CRA warns of crisis in counties over cash sharing formula

What you need to know:

  • She said CRA had gone back to the drawing board in order to come up with a formula that would be agreeable to all and avoid bringing the country to a standstill after the expiry of the three -year period.
  • She warned that the expiry of the November deadline might lead into a crisis, but remained optimistic of beating the constitutionally set date.
  • Ms Osoro cautioned some of the counties against 'backdoor’ borrowing, saying they wanted to come with a borrowing framework approved by the government and other agencies.

The Commission on Revenue Allocation (CRA) is racing against time to draw a new sharing formula for counties after an earlier one was rejected by the Senate.

Speaking in a Naivasha hotel on Monday, during a decentralisation workshop, CRA commissioner Rose Osoro said the expiry date of the current sharing formula was November.

She said a new formula needed to be approved in three months, but downplayed of a possible “cash crisis” if they failed to get a nod from the Senate.

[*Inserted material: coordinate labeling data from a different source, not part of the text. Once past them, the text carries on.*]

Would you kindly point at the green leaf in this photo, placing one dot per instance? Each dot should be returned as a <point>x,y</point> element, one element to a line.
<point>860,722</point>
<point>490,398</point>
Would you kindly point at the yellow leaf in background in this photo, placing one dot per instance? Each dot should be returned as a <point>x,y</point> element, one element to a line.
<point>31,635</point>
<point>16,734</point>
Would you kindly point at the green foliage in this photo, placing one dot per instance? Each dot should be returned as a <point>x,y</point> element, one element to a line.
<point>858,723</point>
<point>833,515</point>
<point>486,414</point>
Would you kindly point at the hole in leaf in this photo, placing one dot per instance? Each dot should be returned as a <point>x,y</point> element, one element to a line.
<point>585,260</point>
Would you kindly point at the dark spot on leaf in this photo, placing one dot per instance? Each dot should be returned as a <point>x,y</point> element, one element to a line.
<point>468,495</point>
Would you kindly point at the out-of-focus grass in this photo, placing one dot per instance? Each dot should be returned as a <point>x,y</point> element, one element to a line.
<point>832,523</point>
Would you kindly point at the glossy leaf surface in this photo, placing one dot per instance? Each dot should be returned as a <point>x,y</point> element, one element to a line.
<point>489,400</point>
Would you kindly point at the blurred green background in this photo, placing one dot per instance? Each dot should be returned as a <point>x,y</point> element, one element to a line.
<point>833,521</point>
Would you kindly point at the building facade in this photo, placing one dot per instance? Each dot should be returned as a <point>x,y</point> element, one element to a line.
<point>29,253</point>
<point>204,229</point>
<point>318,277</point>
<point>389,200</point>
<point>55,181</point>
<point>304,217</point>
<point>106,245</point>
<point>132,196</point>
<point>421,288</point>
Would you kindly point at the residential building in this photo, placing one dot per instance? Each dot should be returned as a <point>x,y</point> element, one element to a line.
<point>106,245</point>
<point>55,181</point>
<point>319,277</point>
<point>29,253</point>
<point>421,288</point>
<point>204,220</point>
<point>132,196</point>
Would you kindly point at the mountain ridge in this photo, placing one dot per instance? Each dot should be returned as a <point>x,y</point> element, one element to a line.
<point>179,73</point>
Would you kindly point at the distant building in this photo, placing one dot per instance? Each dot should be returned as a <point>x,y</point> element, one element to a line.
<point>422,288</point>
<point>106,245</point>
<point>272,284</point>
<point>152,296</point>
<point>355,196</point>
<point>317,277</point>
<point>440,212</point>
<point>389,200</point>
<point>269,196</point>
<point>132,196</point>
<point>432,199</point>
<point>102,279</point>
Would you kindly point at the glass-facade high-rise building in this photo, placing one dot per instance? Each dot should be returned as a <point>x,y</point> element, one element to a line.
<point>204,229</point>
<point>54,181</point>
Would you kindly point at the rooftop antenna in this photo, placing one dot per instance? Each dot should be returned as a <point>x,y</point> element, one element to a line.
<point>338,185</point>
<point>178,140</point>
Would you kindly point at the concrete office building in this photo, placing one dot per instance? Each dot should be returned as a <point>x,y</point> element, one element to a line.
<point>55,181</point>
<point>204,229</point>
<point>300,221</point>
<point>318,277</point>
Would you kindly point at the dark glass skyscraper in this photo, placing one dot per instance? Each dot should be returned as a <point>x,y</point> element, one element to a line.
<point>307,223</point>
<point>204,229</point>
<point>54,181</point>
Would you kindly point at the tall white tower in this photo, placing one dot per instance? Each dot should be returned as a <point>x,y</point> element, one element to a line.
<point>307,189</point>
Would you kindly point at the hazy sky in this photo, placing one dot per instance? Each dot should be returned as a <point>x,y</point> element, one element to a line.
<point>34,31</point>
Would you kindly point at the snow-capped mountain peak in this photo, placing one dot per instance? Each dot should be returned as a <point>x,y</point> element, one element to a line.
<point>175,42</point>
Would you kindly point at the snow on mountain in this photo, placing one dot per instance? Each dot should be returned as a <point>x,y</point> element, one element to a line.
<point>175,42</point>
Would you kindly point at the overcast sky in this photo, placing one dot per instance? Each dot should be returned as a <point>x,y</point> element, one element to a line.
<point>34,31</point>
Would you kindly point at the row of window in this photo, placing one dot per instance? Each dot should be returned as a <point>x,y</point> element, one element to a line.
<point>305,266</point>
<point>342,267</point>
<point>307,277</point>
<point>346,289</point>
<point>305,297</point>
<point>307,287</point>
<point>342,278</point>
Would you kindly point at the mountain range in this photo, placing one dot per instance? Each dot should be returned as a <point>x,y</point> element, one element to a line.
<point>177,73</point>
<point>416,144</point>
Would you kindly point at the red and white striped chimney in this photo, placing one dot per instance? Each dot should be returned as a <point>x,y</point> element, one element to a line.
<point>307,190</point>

“We still have a few more months to deliberate and get a formula that can properly and equitably distribute resources to the counties,” said Ms Osoro.

She said CRA had gone back to the drawing board in order to come up with a formula that would be agreeable to all and avoid bringing the country to a standstill after the expiry of the three -year period.

She warned that the expiry of the November deadline might lead into a crisis, but remained optimistic of beating the constitutionally set date.

“Probably the earlier formula was rejected as there was little consultation with the Senate to understand issues surrounding the resources sharing formula,” said the CRA commissioner.

Senators insisted that a proposal presented by the CRA disregarded the needs of some counties.

They however supported sharing some of the funds equally among the 47 counties, saying the move would cushion counties with limited population and land mass.

Ms Osoro called on the counties to match the collected resources with service delivery.

“It is a common practice to find some of the counties collecting revenues and not offering any kind of services at all,” she said.

Ms Osoro cautioned some of the counties against 'backdoor’ borrowing, saying they wanted to come with a borrowing framework approved by the government and other agencies.

“This will enable counties to borrow within the given framework instead of what we are currently witnessing and seeing from the books,” she said

Ms Osoro said some of the issues they would be looking at during the week-long workshop would be the balance between conditional and non-conditional grant, as well as the possible role of performance based grants.